Factoring company gets the risk on your business receivable and in return, they will issue your business with a smooth influx of money. The money issues on the receivable will vary depending on the quality and age of the receivable items.

For business owners, receivables financing is irresistible. Because of the many benefits, it can give businesses to help them grow and become financially stable. The process offers the attraction of acquiring immediate financing, thus giving every business owner the chance to grow their business.

Small Business and Accounts Receivable Financing

In today’s new trend, it could be arguably notable that traditional or mainstream micro-business financing like business loans and credit cards are now inadequate.

Many business owners who run small shops and services find this type of financing useful for their business. Hence, small business owners may think that this kind of loan or financing will help their businesses to grow and save any cash flow shortages.

Sometimes, small business owners will use their account receivable items as a savior for financing. But they need to ensure that every loan or financing applications have requirements and limitations.

Things You Should Know About AR Financing

Before heading to account receivable financing, you must be knowledgeable about the things that are associated with this kind of loan or financing.

1# Loan

This type of AR financing will take the form of a sell of business assets. The due accounts or items will be sold to another business in exchange for cash.

The lender will only pay for a share of the total account receivable value to the company. Once the item is sold, the lender will get the responsibility of collecting the owed money

2# Collateral

When account receivable serves a structured loan, the account receivable book will be the collateral to the loan. The business will retain the ownership of the account receivable book and the responsibility to collect those debts. Business owners should make sure that the deal will be set as a prime rate, which is the very least interest amount

3# Invoice Dating

The exact purchase date is another essential key that is needed in the agreement. In most cases, an invoice is payable within 180 days.

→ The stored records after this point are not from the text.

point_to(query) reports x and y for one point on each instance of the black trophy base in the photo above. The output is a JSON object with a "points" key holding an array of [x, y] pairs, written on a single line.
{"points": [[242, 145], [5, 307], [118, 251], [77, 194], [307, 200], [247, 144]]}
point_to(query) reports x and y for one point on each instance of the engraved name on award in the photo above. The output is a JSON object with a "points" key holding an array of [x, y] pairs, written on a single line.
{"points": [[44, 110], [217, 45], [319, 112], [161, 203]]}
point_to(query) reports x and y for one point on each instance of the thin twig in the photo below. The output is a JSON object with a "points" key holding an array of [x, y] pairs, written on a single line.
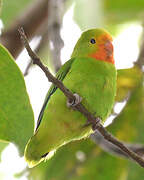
{"points": [[112, 149], [79, 106], [32, 18]]}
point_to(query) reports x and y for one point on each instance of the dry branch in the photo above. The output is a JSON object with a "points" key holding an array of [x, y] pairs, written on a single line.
{"points": [[31, 19], [91, 119]]}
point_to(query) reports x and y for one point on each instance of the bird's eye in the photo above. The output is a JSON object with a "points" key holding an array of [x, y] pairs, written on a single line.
{"points": [[93, 41]]}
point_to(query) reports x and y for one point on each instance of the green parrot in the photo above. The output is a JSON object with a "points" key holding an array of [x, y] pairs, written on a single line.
{"points": [[91, 74]]}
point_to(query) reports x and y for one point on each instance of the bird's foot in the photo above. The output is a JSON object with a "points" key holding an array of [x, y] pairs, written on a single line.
{"points": [[73, 103], [93, 123]]}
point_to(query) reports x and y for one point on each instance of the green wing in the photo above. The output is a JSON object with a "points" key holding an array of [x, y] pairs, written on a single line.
{"points": [[60, 75]]}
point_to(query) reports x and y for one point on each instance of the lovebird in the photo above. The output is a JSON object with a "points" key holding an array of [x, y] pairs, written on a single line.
{"points": [[91, 74]]}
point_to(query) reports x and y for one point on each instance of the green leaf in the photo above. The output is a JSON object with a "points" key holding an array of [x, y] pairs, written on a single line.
{"points": [[16, 115], [11, 9], [3, 145], [95, 164], [127, 80]]}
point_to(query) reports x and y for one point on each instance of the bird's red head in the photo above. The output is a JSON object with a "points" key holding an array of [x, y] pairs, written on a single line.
{"points": [[105, 49]]}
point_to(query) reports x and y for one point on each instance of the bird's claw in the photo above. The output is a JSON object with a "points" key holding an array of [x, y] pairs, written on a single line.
{"points": [[77, 100]]}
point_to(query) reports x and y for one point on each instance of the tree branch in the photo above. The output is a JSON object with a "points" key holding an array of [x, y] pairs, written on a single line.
{"points": [[111, 148], [56, 10], [91, 119], [31, 20], [140, 60]]}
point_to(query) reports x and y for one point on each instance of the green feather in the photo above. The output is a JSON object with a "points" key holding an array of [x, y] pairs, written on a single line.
{"points": [[95, 81], [60, 76]]}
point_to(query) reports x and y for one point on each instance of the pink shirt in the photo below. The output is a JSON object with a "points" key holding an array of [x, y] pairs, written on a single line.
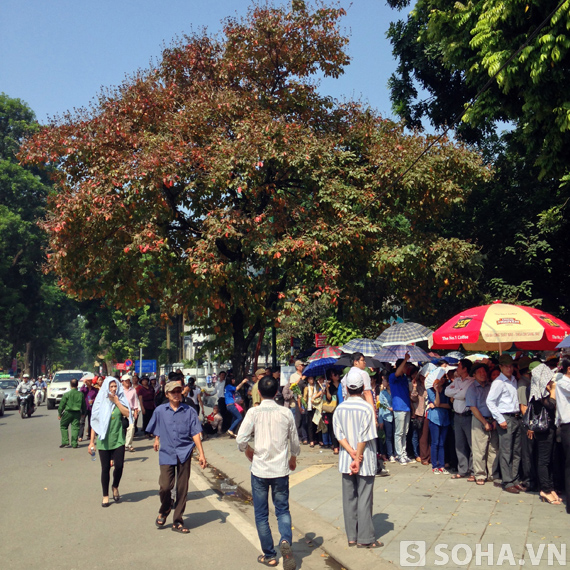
{"points": [[133, 398]]}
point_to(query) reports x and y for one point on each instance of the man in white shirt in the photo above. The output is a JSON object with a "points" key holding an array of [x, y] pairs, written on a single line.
{"points": [[462, 420], [355, 428], [275, 437], [503, 403]]}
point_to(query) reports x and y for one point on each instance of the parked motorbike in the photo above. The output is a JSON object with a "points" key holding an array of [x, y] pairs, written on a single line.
{"points": [[26, 402], [39, 397]]}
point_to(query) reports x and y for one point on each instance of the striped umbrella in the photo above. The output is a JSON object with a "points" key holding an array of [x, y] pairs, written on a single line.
{"points": [[367, 346], [328, 352], [404, 333], [393, 353], [319, 367]]}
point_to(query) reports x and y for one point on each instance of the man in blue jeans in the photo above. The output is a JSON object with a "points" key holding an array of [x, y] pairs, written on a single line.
{"points": [[273, 457], [400, 390]]}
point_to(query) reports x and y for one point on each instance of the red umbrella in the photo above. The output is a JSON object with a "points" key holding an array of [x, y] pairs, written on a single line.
{"points": [[498, 326]]}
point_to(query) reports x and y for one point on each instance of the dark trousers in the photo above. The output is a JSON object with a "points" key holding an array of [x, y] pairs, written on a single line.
{"points": [[146, 417], [85, 420], [301, 423], [529, 475], [312, 427], [169, 475], [68, 418], [510, 451], [118, 457], [544, 445], [564, 431], [357, 499], [438, 438], [425, 452]]}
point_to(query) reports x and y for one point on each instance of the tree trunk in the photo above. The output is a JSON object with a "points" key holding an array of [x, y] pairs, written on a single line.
{"points": [[241, 343], [28, 358]]}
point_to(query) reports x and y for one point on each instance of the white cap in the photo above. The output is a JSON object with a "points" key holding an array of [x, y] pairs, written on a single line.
{"points": [[354, 379]]}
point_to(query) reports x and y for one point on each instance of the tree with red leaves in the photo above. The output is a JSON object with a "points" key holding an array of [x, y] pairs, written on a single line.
{"points": [[222, 184]]}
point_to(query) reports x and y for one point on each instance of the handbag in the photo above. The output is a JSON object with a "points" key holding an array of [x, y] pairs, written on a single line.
{"points": [[537, 423], [329, 407]]}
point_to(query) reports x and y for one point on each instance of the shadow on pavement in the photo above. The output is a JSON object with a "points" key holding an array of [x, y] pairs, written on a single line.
{"points": [[139, 496], [195, 520], [381, 524], [304, 546]]}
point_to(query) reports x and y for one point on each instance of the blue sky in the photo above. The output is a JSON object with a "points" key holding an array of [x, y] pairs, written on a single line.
{"points": [[57, 54]]}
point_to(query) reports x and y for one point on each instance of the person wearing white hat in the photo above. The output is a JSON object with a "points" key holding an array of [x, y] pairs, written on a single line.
{"points": [[354, 425]]}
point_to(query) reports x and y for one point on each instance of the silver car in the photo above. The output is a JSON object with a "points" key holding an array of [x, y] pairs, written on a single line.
{"points": [[8, 386]]}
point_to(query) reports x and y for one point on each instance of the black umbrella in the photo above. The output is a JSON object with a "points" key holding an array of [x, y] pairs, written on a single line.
{"points": [[370, 362]]}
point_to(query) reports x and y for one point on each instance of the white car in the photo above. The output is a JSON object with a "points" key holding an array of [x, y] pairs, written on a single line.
{"points": [[60, 385]]}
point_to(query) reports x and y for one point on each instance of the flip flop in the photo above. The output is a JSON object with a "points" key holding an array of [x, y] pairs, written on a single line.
{"points": [[287, 554], [161, 520], [375, 544], [179, 527]]}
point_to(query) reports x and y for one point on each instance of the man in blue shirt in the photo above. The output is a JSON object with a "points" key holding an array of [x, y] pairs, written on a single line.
{"points": [[400, 390], [177, 428]]}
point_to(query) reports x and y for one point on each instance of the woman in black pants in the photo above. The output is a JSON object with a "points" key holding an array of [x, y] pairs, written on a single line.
{"points": [[563, 421], [106, 423], [541, 396]]}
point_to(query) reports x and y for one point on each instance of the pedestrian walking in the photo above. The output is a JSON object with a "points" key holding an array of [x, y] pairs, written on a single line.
{"points": [[177, 429], [134, 405], [70, 410], [354, 425], [503, 403], [462, 420], [109, 409], [273, 457], [484, 436]]}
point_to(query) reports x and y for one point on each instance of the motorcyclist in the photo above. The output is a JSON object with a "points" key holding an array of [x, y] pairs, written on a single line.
{"points": [[27, 383]]}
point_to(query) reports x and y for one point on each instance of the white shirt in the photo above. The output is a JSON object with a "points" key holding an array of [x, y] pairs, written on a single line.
{"points": [[457, 390], [503, 397], [353, 420], [563, 400], [273, 429]]}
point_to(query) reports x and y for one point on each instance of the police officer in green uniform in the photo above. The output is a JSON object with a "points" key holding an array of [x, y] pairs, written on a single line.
{"points": [[70, 409]]}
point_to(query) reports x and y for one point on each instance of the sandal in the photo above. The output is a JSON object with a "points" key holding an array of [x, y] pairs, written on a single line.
{"points": [[179, 527], [262, 559], [375, 544], [287, 554]]}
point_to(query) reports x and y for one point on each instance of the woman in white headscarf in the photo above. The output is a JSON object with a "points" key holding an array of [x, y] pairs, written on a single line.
{"points": [[110, 407], [542, 400]]}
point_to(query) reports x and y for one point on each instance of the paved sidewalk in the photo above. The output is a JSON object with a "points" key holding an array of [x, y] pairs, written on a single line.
{"points": [[415, 505]]}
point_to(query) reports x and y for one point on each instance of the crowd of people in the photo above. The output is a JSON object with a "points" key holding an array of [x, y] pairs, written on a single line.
{"points": [[501, 421]]}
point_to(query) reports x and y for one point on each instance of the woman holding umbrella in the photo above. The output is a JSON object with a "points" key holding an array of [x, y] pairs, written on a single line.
{"points": [[541, 396]]}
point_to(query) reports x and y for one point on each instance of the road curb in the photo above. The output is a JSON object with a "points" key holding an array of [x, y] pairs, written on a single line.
{"points": [[327, 537]]}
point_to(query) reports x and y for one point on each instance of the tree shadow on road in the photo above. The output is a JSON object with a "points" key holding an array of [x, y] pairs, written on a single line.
{"points": [[304, 546], [381, 524], [138, 496], [195, 520]]}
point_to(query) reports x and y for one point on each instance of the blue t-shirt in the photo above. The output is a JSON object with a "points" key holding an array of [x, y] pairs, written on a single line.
{"points": [[229, 394], [400, 389], [384, 415], [438, 416]]}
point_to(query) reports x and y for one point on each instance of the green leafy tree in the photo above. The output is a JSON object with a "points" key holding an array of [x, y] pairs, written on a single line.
{"points": [[221, 183]]}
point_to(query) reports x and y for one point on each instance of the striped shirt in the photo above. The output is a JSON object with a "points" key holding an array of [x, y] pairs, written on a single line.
{"points": [[273, 429], [354, 421]]}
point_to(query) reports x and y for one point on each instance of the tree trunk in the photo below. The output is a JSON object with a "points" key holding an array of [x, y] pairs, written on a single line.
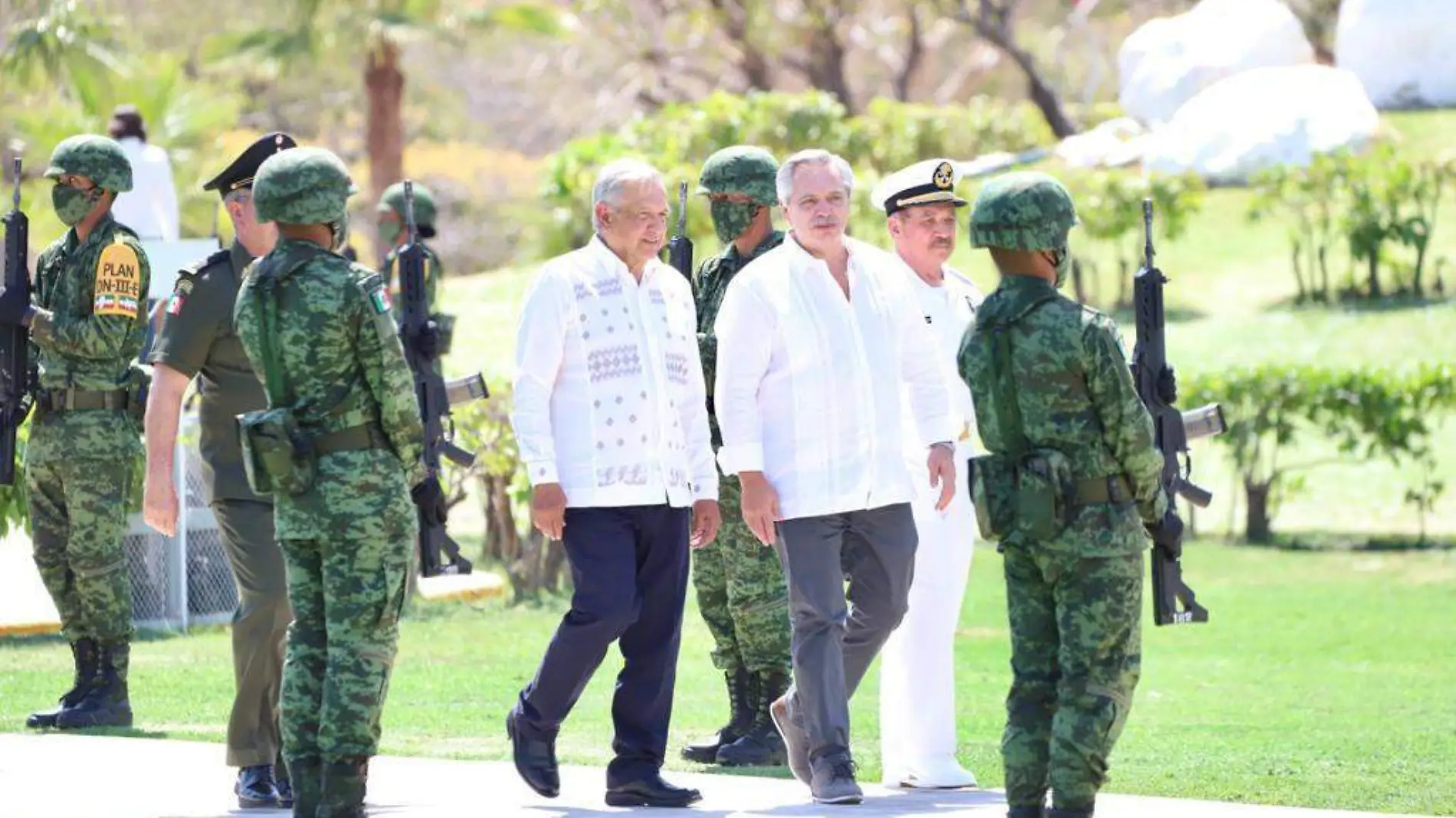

Factoring companies favor invoices that are newer and have lengthy shelf-life compared to those who are delinquent

4# The Length of the Agreement

The length of the contract or agreement is essential for the business. Whether the account receivable agreement will stay for months, and several years will affect the company. So, make sure that you’re aware of the length of the contract, regardless if this is a short-term or long-term commitment would be crucial for your business

5# Reserve Accounts, Full Recourse, and Reserve Amounts

Other account receivable financing may consist of a full recourse clause. Under this kind of financing, the lender can encourage the business to pay for any invoices that are uncollectible for a specific period only.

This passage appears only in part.